Since you are working the finish by hand I would forget the idea of using toners. The solvents in the topcoat can rub the toner off making the color uneven. What I would recommend is just using a single stain and let it dry overnight before finishing. Test some samples on some scrap wood to assure you have the right color. Working the finish by hand you could just skip the sealer and just apply a wiping polyurethane. It will do the same thing but if you just want to use a sealer you might use something like Old Masters sanding sealer. A sanding sealer is made softer so it is easier to sand and level a finish before topcoating. Another sealer you could use is Zinsser Sealcoat but you could only brush one coat of it on. It is shellac and when you brush a second coat on the solvents melt into the first coat removing a lot of it. You would have to work very fast and not brush it much to apply additional coats of shellac. It works better sprayed.
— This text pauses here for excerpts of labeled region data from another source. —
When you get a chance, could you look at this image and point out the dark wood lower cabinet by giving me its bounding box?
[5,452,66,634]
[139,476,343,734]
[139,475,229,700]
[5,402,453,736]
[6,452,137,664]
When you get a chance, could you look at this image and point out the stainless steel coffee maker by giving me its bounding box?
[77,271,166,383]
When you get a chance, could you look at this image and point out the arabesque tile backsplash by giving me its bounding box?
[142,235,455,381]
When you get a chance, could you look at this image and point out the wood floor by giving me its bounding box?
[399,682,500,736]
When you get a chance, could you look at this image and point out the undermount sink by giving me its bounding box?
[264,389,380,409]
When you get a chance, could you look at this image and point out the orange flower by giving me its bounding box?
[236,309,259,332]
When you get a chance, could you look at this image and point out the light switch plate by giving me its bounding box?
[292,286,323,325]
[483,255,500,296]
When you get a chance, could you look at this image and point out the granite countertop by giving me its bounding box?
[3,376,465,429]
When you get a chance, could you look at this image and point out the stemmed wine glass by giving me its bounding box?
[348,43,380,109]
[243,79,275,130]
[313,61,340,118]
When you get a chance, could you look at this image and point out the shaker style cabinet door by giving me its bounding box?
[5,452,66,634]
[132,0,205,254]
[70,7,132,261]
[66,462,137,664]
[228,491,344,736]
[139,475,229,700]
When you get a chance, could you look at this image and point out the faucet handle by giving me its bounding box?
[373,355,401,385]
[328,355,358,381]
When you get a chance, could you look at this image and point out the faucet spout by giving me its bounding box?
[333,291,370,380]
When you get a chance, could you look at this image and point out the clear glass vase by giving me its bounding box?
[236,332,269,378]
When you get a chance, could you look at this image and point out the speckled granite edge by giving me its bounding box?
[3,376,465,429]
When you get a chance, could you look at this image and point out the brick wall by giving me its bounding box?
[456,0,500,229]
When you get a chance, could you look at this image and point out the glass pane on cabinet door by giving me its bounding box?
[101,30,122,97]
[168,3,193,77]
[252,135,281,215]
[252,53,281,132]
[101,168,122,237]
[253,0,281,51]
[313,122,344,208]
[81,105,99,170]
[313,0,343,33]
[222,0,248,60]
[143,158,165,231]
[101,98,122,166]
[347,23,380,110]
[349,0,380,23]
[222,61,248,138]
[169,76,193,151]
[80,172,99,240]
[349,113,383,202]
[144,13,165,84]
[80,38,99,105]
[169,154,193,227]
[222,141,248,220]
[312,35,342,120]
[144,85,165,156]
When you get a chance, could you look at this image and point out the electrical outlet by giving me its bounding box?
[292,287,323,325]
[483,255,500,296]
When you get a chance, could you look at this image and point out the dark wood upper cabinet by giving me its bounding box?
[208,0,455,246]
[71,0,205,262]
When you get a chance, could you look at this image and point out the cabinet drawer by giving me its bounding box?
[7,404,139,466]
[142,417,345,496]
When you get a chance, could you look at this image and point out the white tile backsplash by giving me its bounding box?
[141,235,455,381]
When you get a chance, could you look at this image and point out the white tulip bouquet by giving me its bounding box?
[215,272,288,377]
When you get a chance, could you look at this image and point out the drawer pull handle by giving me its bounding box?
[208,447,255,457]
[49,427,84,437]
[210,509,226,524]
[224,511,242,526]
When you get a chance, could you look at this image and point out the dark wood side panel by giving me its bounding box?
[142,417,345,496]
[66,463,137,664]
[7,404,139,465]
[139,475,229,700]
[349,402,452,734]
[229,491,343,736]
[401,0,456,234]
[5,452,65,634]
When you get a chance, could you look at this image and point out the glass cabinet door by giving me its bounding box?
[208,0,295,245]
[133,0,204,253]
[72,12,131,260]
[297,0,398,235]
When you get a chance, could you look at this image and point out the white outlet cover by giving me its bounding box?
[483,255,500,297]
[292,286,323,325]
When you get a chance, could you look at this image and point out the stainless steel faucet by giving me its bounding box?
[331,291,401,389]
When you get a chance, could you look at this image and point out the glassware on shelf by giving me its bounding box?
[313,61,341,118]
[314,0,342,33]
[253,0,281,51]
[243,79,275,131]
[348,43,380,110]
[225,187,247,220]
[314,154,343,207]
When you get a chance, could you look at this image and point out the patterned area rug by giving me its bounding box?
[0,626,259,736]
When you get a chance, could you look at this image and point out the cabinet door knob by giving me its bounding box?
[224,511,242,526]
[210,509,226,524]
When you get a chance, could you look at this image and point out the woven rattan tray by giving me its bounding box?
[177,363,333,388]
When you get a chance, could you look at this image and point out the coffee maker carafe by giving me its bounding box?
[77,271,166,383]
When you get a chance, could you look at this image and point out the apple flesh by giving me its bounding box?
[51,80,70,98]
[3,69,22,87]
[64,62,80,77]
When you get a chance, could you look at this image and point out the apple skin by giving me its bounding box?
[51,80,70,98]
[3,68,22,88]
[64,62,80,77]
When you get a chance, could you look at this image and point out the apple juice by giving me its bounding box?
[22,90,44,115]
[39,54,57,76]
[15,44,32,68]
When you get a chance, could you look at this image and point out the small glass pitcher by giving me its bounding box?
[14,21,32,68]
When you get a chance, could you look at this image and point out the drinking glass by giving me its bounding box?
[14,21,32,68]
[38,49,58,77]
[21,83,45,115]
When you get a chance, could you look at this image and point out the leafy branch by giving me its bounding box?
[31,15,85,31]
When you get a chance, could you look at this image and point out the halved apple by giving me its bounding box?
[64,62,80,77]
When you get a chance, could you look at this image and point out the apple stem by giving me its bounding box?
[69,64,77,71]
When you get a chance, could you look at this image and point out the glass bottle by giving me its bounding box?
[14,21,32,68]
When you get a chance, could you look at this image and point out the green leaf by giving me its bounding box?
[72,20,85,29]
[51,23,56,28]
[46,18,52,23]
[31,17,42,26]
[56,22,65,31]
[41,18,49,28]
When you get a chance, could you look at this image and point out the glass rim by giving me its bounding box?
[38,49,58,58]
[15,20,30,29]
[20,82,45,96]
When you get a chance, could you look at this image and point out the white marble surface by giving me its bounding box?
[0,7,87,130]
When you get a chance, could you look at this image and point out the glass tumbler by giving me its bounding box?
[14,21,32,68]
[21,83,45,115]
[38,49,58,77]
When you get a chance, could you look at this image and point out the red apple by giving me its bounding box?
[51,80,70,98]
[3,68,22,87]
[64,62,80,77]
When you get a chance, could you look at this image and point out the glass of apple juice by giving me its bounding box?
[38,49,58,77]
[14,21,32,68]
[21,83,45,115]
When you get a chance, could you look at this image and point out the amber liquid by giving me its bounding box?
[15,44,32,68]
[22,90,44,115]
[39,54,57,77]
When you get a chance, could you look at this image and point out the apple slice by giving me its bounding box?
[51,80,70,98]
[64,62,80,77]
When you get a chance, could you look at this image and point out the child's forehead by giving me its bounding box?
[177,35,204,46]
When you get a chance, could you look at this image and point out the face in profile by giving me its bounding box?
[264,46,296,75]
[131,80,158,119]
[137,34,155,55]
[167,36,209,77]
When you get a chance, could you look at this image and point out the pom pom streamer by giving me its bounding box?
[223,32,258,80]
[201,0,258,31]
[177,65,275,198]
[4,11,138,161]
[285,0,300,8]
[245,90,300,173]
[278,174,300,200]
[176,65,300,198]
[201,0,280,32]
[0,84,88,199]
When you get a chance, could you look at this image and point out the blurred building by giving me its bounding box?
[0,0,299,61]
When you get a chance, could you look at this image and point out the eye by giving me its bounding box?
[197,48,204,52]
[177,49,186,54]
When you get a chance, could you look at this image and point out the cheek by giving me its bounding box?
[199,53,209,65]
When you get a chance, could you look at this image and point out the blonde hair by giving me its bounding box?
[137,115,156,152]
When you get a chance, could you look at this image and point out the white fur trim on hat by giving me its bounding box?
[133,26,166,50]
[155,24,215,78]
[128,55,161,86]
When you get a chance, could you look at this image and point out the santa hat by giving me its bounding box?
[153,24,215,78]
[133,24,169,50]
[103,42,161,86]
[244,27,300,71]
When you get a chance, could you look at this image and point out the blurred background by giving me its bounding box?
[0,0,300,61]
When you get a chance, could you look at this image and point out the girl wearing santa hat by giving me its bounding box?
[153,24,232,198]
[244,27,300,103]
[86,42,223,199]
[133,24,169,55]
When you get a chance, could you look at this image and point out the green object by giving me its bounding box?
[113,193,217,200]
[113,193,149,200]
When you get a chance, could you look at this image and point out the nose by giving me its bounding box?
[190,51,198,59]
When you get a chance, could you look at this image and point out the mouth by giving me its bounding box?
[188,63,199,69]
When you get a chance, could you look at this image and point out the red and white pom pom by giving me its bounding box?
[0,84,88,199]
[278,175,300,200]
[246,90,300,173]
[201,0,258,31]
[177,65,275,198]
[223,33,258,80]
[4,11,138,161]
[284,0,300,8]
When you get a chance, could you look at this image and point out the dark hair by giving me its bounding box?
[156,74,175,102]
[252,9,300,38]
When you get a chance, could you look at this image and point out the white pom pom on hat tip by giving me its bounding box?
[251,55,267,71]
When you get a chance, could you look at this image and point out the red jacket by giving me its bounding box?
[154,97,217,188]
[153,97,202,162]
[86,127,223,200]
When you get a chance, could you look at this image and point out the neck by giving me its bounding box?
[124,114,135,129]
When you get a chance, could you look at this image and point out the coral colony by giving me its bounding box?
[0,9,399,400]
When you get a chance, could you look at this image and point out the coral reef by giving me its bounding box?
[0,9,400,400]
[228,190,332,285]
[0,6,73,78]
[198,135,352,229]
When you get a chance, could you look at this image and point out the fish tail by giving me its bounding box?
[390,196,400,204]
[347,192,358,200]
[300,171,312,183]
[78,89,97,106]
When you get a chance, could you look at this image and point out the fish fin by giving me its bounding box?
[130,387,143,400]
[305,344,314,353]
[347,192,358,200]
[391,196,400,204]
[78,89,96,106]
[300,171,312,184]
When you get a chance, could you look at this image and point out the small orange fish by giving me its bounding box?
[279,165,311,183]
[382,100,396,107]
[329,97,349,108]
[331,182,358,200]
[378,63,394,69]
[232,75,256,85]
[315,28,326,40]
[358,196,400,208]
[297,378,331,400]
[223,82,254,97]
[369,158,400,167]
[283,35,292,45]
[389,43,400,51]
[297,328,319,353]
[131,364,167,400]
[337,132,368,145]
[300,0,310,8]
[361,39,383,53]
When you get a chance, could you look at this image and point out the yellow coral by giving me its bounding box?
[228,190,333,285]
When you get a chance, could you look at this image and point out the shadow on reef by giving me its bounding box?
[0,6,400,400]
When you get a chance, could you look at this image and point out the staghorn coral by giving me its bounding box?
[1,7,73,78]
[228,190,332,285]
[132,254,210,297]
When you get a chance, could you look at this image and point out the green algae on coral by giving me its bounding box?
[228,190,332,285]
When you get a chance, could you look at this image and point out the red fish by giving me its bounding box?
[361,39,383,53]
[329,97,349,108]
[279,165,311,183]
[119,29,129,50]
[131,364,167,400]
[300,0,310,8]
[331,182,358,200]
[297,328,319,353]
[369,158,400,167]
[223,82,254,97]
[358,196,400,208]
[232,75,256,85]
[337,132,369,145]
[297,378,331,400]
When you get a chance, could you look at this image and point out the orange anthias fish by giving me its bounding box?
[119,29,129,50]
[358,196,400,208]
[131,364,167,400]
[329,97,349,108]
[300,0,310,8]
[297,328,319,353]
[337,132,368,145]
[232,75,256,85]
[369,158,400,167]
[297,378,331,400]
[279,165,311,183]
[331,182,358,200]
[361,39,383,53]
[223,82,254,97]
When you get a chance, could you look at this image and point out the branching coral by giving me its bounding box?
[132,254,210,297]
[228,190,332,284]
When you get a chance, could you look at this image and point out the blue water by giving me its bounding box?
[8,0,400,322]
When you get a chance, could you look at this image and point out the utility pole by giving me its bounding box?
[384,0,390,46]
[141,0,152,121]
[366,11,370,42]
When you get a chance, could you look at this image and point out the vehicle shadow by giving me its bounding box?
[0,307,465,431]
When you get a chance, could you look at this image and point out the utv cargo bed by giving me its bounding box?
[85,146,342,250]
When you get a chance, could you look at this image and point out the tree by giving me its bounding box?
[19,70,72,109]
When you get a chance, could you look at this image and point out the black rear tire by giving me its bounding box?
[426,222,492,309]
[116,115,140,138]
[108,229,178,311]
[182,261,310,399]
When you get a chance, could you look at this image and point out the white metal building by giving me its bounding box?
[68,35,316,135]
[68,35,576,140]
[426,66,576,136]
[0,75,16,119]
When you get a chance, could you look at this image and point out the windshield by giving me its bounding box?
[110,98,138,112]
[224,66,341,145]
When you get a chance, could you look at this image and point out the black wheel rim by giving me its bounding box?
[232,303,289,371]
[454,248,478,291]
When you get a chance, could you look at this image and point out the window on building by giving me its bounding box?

When I apply color between coats it is in the very first few coats. For example if I stain a piece and it isn't red enough I will spray a transparent red dye over the first coat of sealer and then put clear sealer over that. Also if I use a stain that is too red I sometimes spray a transparent green dye over it to neutralize the red. It just comes down to fine tuning like right now I'm working on a remodel where I had to build an additional cabinet to go in someones kitchen. The walnut stain I used didn't quite match the existing cabinets so I sprayed a mahogany dye over the cabinet to give enough red to match.